I agree with your points on M&E of course. Also, I think the point of sustaining learning in aid programmes where turnover (staff shifting from country-desk to country-desk) is high is crucial.
Thanks again for a very helpful post.
Terence
As a footnote: I should note this post was drafted pre-coronavirus crisis. It’s dated in that sense — as others have pointed out, the crisis will impose a form of DDD on aid work.
That said, I suspect the DDD we get from this shock will differ from the DDD we needed. I also think the fundamental challenges the post raises will still be with us for some time to come.
Hi Scott,
Thanks for your comment. It’s an interesting point.
I haven’t paid any notice to the iXc for about a year (not an intentional slight, but life has been busy). However, when I last looked, there were at least two issues preventing it from being an exercise in DDD.

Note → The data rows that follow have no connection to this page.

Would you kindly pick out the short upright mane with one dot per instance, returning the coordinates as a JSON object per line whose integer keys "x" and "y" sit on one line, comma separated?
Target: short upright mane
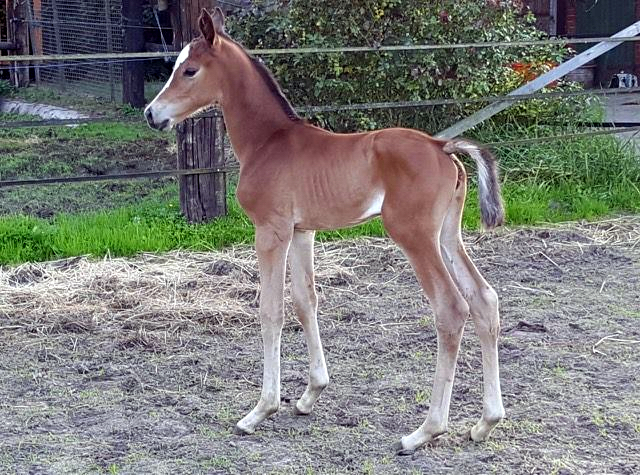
{"x": 275, "y": 89}
{"x": 271, "y": 83}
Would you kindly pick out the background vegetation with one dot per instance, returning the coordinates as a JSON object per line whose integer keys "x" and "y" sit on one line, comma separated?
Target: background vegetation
{"x": 544, "y": 182}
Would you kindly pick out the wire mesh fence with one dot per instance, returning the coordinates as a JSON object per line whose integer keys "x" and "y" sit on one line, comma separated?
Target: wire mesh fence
{"x": 79, "y": 26}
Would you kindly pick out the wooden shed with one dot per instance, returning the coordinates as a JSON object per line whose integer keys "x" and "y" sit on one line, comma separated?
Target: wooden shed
{"x": 589, "y": 18}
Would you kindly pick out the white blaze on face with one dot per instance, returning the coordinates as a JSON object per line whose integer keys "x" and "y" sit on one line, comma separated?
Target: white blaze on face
{"x": 162, "y": 110}
{"x": 182, "y": 57}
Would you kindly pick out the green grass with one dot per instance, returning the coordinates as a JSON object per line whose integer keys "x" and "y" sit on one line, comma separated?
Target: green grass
{"x": 542, "y": 183}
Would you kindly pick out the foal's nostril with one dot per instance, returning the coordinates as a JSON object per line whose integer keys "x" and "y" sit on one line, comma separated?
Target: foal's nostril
{"x": 149, "y": 116}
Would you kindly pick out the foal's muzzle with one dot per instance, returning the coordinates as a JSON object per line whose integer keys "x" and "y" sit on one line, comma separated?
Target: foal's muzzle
{"x": 148, "y": 114}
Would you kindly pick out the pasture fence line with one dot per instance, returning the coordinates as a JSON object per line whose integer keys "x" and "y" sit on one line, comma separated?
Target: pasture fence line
{"x": 362, "y": 106}
{"x": 219, "y": 169}
{"x": 330, "y": 50}
{"x": 236, "y": 167}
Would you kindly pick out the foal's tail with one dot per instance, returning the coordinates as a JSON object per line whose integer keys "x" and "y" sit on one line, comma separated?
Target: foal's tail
{"x": 491, "y": 207}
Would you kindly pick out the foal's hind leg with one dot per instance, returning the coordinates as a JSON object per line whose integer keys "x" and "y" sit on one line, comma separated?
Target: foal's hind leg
{"x": 483, "y": 305}
{"x": 420, "y": 243}
{"x": 305, "y": 302}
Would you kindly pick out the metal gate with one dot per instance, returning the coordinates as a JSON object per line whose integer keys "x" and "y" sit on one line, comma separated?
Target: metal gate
{"x": 603, "y": 18}
{"x": 79, "y": 26}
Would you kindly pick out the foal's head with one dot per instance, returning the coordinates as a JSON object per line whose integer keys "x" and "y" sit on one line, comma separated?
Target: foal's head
{"x": 193, "y": 84}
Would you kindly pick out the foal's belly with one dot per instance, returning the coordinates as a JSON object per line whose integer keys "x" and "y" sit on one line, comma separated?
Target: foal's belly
{"x": 334, "y": 213}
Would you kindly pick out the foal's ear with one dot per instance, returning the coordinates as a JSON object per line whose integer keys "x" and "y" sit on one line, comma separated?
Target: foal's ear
{"x": 211, "y": 25}
{"x": 218, "y": 20}
{"x": 206, "y": 25}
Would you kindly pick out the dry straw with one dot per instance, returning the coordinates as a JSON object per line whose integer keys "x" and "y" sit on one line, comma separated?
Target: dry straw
{"x": 220, "y": 289}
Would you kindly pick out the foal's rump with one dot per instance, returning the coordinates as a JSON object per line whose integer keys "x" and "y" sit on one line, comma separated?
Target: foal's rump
{"x": 405, "y": 154}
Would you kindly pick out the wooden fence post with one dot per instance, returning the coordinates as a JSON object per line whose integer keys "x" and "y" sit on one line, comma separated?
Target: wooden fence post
{"x": 19, "y": 36}
{"x": 200, "y": 141}
{"x": 133, "y": 71}
{"x": 201, "y": 145}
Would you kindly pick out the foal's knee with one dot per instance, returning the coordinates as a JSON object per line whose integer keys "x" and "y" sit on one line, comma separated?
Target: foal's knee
{"x": 451, "y": 317}
{"x": 485, "y": 312}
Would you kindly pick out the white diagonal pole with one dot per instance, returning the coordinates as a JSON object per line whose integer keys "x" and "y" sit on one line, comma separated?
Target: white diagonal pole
{"x": 539, "y": 82}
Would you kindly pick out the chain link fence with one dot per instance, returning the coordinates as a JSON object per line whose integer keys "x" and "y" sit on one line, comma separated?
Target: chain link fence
{"x": 79, "y": 26}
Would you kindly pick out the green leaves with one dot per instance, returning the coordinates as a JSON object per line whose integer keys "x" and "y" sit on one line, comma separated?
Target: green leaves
{"x": 325, "y": 79}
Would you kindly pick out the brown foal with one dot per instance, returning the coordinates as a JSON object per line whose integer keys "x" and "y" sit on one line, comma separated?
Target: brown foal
{"x": 296, "y": 178}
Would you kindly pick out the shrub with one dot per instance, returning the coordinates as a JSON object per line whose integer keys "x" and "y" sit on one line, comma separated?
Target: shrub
{"x": 341, "y": 78}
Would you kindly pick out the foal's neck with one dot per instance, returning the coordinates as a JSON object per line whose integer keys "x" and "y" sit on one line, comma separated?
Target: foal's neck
{"x": 252, "y": 112}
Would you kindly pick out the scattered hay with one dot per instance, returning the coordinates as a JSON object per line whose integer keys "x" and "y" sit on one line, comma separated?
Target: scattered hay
{"x": 221, "y": 289}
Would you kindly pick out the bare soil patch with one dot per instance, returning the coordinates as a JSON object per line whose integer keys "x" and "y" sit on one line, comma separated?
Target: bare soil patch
{"x": 144, "y": 365}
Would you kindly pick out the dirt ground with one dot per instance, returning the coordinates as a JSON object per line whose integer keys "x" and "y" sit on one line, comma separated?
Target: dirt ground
{"x": 144, "y": 365}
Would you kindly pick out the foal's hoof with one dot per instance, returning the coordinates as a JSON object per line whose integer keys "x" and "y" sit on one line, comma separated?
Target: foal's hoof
{"x": 298, "y": 412}
{"x": 400, "y": 450}
{"x": 237, "y": 430}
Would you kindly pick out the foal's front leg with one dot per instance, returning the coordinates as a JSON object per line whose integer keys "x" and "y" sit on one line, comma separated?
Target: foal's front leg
{"x": 272, "y": 245}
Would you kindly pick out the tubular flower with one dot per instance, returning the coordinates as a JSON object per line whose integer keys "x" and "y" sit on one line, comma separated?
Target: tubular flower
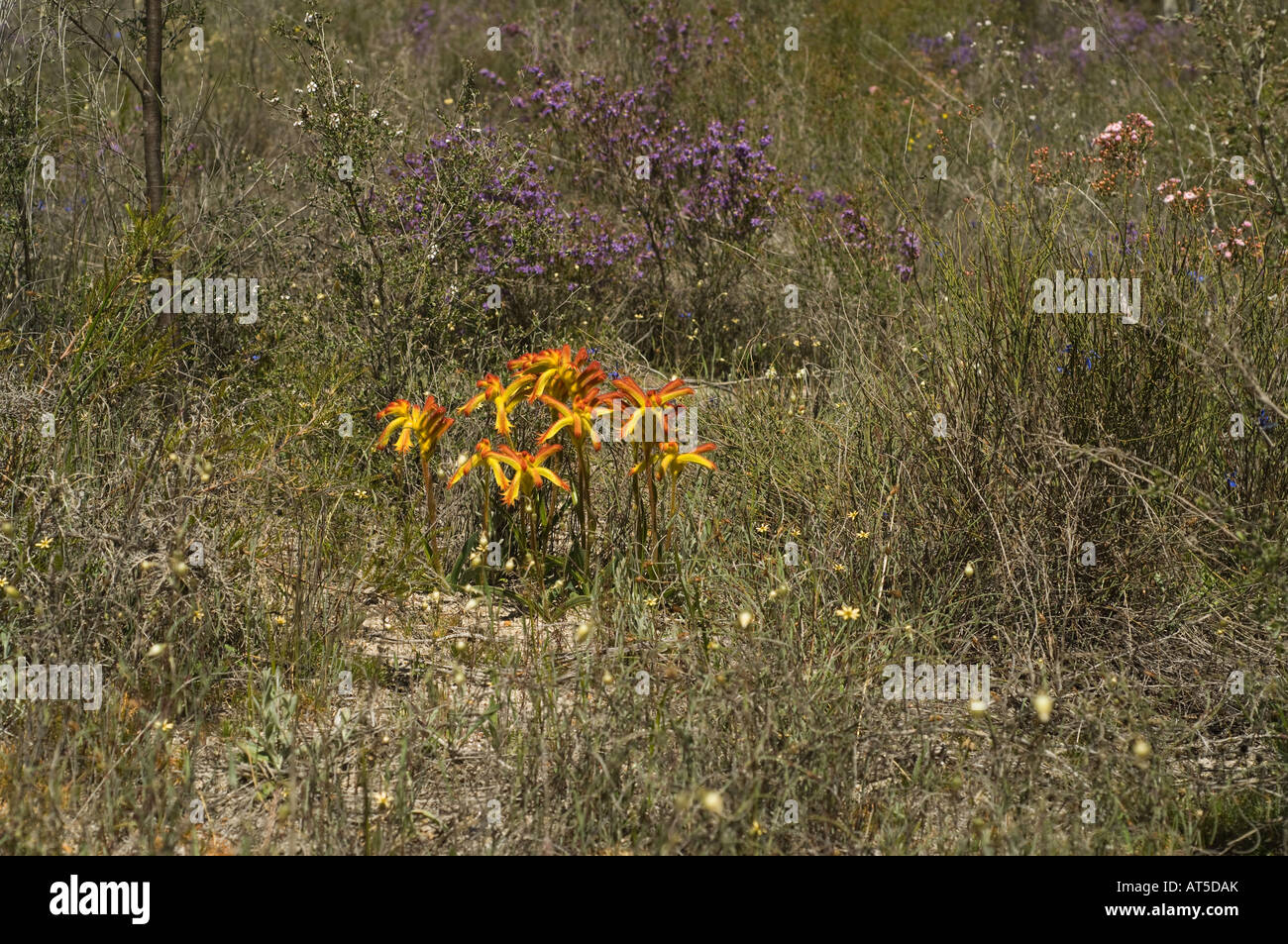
{"x": 557, "y": 371}
{"x": 428, "y": 423}
{"x": 670, "y": 459}
{"x": 528, "y": 472}
{"x": 483, "y": 452}
{"x": 502, "y": 398}
{"x": 649, "y": 407}
{"x": 580, "y": 417}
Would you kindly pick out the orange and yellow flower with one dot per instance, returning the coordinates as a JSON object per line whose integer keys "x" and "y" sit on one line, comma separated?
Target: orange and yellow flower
{"x": 529, "y": 472}
{"x": 483, "y": 454}
{"x": 580, "y": 417}
{"x": 651, "y": 406}
{"x": 558, "y": 372}
{"x": 501, "y": 395}
{"x": 669, "y": 459}
{"x": 428, "y": 423}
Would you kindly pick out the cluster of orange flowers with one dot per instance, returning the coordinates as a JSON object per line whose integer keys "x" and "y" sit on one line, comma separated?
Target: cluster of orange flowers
{"x": 571, "y": 386}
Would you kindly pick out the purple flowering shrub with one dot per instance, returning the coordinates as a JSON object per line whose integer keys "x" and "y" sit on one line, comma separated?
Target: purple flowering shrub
{"x": 857, "y": 240}
{"x": 677, "y": 189}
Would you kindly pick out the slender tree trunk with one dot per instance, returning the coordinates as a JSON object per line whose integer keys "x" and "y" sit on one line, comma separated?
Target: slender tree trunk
{"x": 153, "y": 107}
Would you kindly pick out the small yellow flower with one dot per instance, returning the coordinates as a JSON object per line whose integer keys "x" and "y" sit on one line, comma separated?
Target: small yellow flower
{"x": 1042, "y": 703}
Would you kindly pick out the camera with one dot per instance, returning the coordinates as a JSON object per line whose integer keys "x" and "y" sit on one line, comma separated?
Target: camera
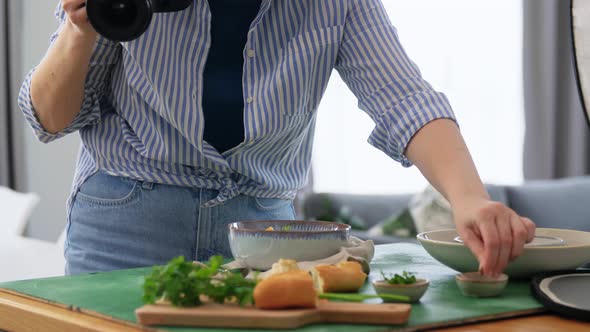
{"x": 125, "y": 20}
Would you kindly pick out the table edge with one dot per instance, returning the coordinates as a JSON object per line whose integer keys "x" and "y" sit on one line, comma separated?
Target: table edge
{"x": 45, "y": 308}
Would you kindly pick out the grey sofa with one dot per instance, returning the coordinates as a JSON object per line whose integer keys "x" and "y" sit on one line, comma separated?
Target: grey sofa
{"x": 563, "y": 203}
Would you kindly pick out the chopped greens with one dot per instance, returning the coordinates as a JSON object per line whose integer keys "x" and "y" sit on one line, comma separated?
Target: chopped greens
{"x": 405, "y": 278}
{"x": 183, "y": 283}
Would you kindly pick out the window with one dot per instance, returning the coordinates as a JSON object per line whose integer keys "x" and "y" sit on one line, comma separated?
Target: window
{"x": 471, "y": 51}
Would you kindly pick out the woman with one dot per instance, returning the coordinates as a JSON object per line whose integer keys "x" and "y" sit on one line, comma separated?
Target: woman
{"x": 208, "y": 118}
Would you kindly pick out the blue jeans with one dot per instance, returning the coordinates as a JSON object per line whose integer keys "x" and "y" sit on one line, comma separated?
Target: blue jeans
{"x": 119, "y": 223}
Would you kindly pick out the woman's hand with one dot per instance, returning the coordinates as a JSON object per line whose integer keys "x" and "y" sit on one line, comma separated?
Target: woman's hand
{"x": 495, "y": 233}
{"x": 78, "y": 17}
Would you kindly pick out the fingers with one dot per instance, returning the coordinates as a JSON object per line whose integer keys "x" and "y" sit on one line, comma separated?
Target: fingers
{"x": 530, "y": 228}
{"x": 504, "y": 230}
{"x": 475, "y": 243}
{"x": 519, "y": 235}
{"x": 491, "y": 240}
{"x": 76, "y": 11}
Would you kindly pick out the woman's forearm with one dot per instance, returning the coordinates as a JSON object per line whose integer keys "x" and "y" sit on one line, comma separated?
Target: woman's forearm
{"x": 57, "y": 85}
{"x": 439, "y": 151}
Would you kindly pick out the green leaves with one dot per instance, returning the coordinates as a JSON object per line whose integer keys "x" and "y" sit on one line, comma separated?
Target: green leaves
{"x": 406, "y": 278}
{"x": 182, "y": 283}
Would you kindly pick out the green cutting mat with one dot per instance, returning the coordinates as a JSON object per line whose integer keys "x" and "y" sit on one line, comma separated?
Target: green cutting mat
{"x": 118, "y": 293}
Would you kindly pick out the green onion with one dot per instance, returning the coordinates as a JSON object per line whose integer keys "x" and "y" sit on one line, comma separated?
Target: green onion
{"x": 362, "y": 297}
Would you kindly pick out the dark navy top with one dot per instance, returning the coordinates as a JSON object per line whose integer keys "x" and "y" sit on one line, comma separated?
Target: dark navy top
{"x": 223, "y": 99}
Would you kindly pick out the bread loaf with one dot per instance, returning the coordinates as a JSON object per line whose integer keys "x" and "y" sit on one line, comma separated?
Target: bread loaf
{"x": 293, "y": 289}
{"x": 342, "y": 277}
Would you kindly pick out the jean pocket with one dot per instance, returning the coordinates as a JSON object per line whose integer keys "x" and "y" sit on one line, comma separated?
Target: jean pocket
{"x": 270, "y": 204}
{"x": 105, "y": 189}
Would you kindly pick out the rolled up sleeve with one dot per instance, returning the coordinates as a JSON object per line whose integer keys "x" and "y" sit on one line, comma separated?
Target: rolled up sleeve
{"x": 388, "y": 85}
{"x": 105, "y": 56}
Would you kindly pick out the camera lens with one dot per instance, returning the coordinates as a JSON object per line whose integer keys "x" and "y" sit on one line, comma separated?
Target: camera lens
{"x": 121, "y": 12}
{"x": 120, "y": 20}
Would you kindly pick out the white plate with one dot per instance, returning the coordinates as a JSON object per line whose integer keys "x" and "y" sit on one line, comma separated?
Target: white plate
{"x": 545, "y": 255}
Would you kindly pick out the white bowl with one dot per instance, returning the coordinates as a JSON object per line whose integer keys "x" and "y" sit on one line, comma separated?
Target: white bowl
{"x": 573, "y": 252}
{"x": 476, "y": 285}
{"x": 256, "y": 247}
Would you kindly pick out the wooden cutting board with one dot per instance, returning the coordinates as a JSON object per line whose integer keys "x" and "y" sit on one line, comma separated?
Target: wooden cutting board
{"x": 230, "y": 316}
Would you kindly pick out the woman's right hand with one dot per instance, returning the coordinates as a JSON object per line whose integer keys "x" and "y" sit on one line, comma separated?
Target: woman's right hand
{"x": 78, "y": 17}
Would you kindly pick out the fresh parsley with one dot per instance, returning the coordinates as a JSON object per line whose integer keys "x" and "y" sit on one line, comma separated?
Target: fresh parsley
{"x": 405, "y": 278}
{"x": 183, "y": 283}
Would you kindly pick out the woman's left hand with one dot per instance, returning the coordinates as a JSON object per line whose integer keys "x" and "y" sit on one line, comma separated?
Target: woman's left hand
{"x": 492, "y": 231}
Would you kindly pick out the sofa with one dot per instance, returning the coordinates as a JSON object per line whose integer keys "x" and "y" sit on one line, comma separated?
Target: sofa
{"x": 563, "y": 203}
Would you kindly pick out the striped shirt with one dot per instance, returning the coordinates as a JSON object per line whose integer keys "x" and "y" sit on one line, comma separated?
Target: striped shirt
{"x": 141, "y": 116}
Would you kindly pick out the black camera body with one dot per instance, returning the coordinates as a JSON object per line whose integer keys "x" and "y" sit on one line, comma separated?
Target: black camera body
{"x": 124, "y": 20}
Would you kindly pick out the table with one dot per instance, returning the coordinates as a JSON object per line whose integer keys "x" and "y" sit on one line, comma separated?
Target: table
{"x": 106, "y": 301}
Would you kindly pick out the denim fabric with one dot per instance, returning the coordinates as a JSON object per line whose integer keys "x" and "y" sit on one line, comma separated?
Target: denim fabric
{"x": 119, "y": 223}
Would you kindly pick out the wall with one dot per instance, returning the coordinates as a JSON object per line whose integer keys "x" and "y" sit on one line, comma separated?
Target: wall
{"x": 47, "y": 169}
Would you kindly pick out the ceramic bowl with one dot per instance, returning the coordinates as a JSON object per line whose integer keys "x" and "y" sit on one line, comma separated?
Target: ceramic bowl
{"x": 413, "y": 291}
{"x": 552, "y": 249}
{"x": 254, "y": 246}
{"x": 477, "y": 285}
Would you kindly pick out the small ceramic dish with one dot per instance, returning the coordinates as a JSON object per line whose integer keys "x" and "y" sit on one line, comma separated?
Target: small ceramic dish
{"x": 477, "y": 285}
{"x": 259, "y": 244}
{"x": 413, "y": 291}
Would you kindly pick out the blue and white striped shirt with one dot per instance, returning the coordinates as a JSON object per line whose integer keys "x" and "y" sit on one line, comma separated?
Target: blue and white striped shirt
{"x": 142, "y": 117}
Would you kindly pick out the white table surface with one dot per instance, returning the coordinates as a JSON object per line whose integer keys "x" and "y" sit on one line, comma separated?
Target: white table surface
{"x": 28, "y": 258}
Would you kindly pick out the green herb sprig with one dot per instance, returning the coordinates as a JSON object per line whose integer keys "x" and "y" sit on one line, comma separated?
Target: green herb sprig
{"x": 405, "y": 278}
{"x": 183, "y": 283}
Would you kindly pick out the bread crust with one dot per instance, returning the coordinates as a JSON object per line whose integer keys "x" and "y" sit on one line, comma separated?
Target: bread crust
{"x": 340, "y": 278}
{"x": 294, "y": 289}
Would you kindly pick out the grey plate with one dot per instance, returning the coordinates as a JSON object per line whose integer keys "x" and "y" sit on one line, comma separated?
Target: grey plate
{"x": 572, "y": 290}
{"x": 538, "y": 241}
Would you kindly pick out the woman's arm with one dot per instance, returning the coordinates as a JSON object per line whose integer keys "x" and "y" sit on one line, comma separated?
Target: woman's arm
{"x": 57, "y": 85}
{"x": 493, "y": 232}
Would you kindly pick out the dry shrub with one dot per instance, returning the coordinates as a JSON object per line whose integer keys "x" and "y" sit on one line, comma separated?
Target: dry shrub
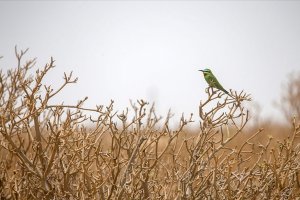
{"x": 49, "y": 152}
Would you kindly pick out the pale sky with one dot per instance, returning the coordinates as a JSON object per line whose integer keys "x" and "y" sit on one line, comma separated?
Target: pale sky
{"x": 125, "y": 50}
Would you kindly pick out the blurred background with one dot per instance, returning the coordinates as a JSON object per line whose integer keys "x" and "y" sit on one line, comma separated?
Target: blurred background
{"x": 152, "y": 50}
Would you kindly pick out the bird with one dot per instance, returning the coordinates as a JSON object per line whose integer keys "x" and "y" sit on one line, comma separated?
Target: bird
{"x": 212, "y": 80}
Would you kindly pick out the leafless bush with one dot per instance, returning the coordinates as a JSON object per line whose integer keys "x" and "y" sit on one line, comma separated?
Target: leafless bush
{"x": 49, "y": 152}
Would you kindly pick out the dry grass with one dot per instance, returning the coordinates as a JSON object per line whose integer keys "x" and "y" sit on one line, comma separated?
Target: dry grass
{"x": 48, "y": 152}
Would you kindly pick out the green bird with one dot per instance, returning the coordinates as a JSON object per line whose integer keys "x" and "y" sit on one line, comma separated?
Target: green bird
{"x": 212, "y": 80}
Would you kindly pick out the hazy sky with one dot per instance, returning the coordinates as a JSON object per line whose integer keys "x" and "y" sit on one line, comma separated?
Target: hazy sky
{"x": 125, "y": 50}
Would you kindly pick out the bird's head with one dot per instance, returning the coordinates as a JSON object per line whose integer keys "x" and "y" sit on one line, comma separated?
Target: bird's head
{"x": 205, "y": 71}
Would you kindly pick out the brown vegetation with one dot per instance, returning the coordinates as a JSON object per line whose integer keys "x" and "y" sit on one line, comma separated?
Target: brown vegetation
{"x": 49, "y": 152}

The first was internal. Its ethos appeared to be primarily about putting bright new ideas into practice. No problem with that. But the ideas trialed often seemed to be bright new ideas from HQ, or selected by random processes, rather than bright new ideas born of a real understanding of country context. This still doesn’t render the ideas inevitable failures, but it’s not really DDD. Also, there seemed to be no real planning – initially at least – for strong evaluations. Once again, this is at odds with DDD. (Perhaps it’s changed now?)
The second was external. Statements regarding a higher appetite for risk seemed primarily to be aspirational political claims, rather than a real change in actual tolerance for risk. There’s much more that could be said about this, and the discrepancy is likely not the aid program’s fault, but it does serve as a good example of the domestic political economy constraints that may often make DDD hard.
Thanks again for an interesting comment.
Terence
You make a very good point. Implementing DDD TWP PDIA will require: fundamental reforms to DFAT’s processes for investment design; procurement; M&E; the capacity of DFAT staff; a higher risk tolerance; plus modified relationships between DFAT, managing contractors, and partner government stakeholders.
In the short term DFAT could consider piloting these methods in a controlled deliberate manner. Isn’t this what the InnovationXchange was meant to be doing?